The two noble kinsmen, p.12
The Two Noble Kinsmen,
p.12
The modern distrust of authority figures has in some ways made Theseus more interesting, if more difficult to play, than the authorial spokesman that he was once taken to be. In the last scene, particularly, some productions have shown him trying, as a ruler, to explain events which, as a human being, he finds deeply disturbing. Some have also found interesting subtextual possibilities in his relationship with Hippolyta, whose background as a defeated and subdued Amazon is so strongly emphasized by the queens in 1.1 and so frustratingly undeveloped in the rest of the play. Building on textual hints of increasing strain between Emilia and her brother-in-law, Philadelphia and Ashland suggested a triangular relationship among the three and a sense of isolation on Emilia’s part as her sister became more closely identified with Theseus. The RSC production seemed to take the view that ‘the play’s deepest conflict is not between the kinsmen, but between Theseus, as patriarchal ruler of Athens, and Emilia as representative of “The powers of all women”?’ (Abrams, 74).
It is the roles of Emilia and the Jailer’s Daughter that attract the most attention in modern performances. Emilia’s declared inability to choose is now more understandable than when Tucker Brooke, in 1908, quoted with approval Furnivall’s famous comparison of Emilia to ‘a silly lady’s maid or shop girl, not knowing her own mind, up and down like a bucket in a well’ (Brooke, xliii n.). At Berkeley, for instance, incredulous laughter was directed not at her but at Theseus’ insistence that she should ‘Make choice’ between two men she did not know. Her speech with the men’s portraits was played, at Ashland, as a desperate and unhappy attempt to do what everyone expected of her by talking herself into love. In many productions, her responses to the male celebration of fighting – ‘Must these men die too?’ (4.2.112) and ‘Is this winning?’ (5.3.138) – have been among the most memorable moments. Because so many of her speeches are soliloquies and she interacts so little with other characters (never speaking directly to either kinsman except briefly to the disguised Arcite in 2.5), her role is a difficult one, depending heavily on context and subtext.

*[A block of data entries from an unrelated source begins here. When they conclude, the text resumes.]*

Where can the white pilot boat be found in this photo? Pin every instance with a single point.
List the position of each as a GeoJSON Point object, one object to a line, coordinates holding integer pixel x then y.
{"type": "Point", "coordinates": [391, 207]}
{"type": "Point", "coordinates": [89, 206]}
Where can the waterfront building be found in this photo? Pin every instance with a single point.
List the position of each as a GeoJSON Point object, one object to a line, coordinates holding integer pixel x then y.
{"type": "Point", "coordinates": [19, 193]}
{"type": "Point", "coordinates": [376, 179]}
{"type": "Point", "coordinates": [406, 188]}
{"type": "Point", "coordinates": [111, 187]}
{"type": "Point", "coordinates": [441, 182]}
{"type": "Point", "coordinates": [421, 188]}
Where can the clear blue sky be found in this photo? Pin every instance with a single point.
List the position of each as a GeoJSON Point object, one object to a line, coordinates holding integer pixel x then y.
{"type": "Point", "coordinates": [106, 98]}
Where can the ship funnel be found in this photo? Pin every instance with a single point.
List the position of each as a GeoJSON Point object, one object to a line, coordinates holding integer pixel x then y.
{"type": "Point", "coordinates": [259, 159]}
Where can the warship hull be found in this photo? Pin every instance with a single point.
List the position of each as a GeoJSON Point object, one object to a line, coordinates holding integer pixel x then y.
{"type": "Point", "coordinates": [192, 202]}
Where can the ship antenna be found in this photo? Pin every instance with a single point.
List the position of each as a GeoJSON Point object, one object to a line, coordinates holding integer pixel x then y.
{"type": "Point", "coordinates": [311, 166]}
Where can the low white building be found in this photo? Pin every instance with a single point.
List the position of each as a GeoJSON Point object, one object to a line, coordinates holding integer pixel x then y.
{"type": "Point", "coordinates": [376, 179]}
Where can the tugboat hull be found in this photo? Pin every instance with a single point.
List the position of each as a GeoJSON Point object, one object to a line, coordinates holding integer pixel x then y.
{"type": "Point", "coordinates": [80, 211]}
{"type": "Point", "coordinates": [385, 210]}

By contrast, the Daughter is probably the easiest character for a twentieth-century audience to understand: a reviewer of a 1968 production thought it ‘remarkable to see the seventeenth-century theatre suggesting, even in jest, that orgasm is good for you’ (Cottis). Many productions now stress the relationship between the two women by similarities of costume or blocking, and they are often strongly contrasted physically, to the point of seeming archetypes of sensuality and chastity (see, for example, Figs 7 and 11). At the end of the RSC production the final image left with the audience was not that of the kinsmen but of Emilia and the Daughter, face to face for the first time in the play: both in bridal veils, both stunned and bereaved. At Ashland, the rest of the court left the stage – cued by Theseus’ uneasy ‘Let’s go off’ (5.4.136) – as they heard the Daughter’s offstage singing; only Palamon and Emilia remained as she entered, still mad, in her dirty wedding dress. For a moment the two women looked at each other, touching each other’s faces; then Palamon gently led Emilia away as the Daughter walked upstage, still singing the song that had begun the play.

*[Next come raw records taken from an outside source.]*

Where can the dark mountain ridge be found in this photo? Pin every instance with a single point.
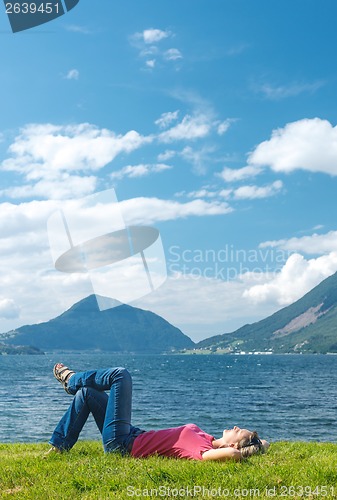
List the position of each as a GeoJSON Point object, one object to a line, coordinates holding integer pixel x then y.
{"type": "Point", "coordinates": [121, 329]}
{"type": "Point", "coordinates": [308, 325]}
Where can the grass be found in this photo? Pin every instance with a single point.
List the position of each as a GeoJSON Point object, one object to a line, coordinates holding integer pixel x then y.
{"type": "Point", "coordinates": [288, 470]}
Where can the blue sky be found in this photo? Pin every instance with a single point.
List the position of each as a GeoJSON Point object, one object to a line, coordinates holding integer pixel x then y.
{"type": "Point", "coordinates": [213, 121]}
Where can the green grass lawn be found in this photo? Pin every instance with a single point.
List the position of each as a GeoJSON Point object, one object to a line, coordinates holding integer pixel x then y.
{"type": "Point", "coordinates": [288, 470]}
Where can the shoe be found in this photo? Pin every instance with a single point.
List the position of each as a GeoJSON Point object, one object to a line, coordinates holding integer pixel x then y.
{"type": "Point", "coordinates": [63, 374]}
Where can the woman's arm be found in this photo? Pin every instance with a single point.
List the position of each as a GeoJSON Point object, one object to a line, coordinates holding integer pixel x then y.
{"type": "Point", "coordinates": [222, 454]}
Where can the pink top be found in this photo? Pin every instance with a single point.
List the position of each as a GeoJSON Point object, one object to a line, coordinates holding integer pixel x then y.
{"type": "Point", "coordinates": [187, 441]}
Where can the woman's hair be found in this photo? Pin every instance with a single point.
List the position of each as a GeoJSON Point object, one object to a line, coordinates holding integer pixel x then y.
{"type": "Point", "coordinates": [250, 446]}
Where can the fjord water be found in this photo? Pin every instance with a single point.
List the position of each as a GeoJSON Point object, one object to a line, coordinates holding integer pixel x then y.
{"type": "Point", "coordinates": [284, 397]}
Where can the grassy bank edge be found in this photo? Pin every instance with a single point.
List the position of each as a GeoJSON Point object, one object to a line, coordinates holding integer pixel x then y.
{"type": "Point", "coordinates": [289, 469]}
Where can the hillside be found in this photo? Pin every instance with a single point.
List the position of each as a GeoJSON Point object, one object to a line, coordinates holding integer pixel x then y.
{"type": "Point", "coordinates": [85, 327]}
{"type": "Point", "coordinates": [309, 325]}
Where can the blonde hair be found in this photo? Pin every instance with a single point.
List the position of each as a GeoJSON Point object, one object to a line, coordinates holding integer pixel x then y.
{"type": "Point", "coordinates": [250, 446]}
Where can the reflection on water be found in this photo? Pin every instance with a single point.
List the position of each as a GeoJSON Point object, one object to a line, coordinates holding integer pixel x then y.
{"type": "Point", "coordinates": [283, 397]}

As Sandra Clark has noted, with regard to the entire Beaumont and Fletcher corpus, ‘in plays where there is no living tradition of performance the gaps where meanings are to be supplied in the theatre can never be truly filled’ (Clark, 154). There are many such gaps in The Two Noble Kinsmen. Some roles (for example the Wooer) are not so much under-written as unwritten, leaving almost everything for the actor to do. For a modern audience, more at home with the visual and subtextual than with the verbal, such a character can be genuinely effective in performance. The same is true of the other major roles – more so, I would argue, than the young lovers in The Winter’s Tale and The Tempest – and even the minor parts of the Jailer, Schoolmaster, Doctor and the apparently colourless friends of the Jailer. (Ashland made a nice contrast between First Friend’s unctuous tone – ‘That truly noble Prince Pirithous’ (4.1.13) – and Second Friend’s more direct language.) Moreover, though the play’s resemblance to a masque should not be exaggerated, one should also remember that, like a masque, it makes only part of its effect through words. As with the sheep-shearing feast in The Winter’s Tale and the wedding masque in The Tempest, an important part of any production of The Two Noble Kinsmen must be the finding of visual and musical equivalents for its most spectacular effects: the opening and closing ceremonies of Act 1, the morris dance, the solemn and perhaps deliberately barbaric ritual of the temple scene, and whatever was intended to accompany Theseus’ bleak closing lines.
Interpretation
Before this century much of the criticism of The Two Noble Kinsmen was confined to editions of the play, and earlier editors found little difficulty in accepting some elements that have bothered later ones. Seward, for instance, noted the harshness of Theseus’ rule that not only the loser but his knights must die and wondered what ‘gallant Idiots’ would volunteer in the circumstances. But, he decided, ‘Mankind were mad after Knight-Errantry; and the reader must catch a little of the Spirit himself, or he’ll lose a great Part of the Beauties of this Play …’. Some of these ‘Beauties’, he felt, were moral – for instance, the fact that Palamon’s comment on Creon’s apparent ability to defy divine justice (1.2.79–83) is not only phrased in terms that recall the previous scene (‘Widows’ cries / Descend again into their throats’) but immediately followed by the news that Theseus and his army are at hand. He regrets, however, that poetic justice is not more clearly followed in the fates of Palamon and Arcite: if the authors had made more of the oath of sworn brotherhood that Chaucer mentions, Arcite would have been more guilty and Palamon’s success more obviously justified. Though Seward invokes historical context, his approach does not require esoteric knowledge, since romance was still a familiar convention. His main appeal is to shared moral values and he assumes that these are what give the play its abiding interest.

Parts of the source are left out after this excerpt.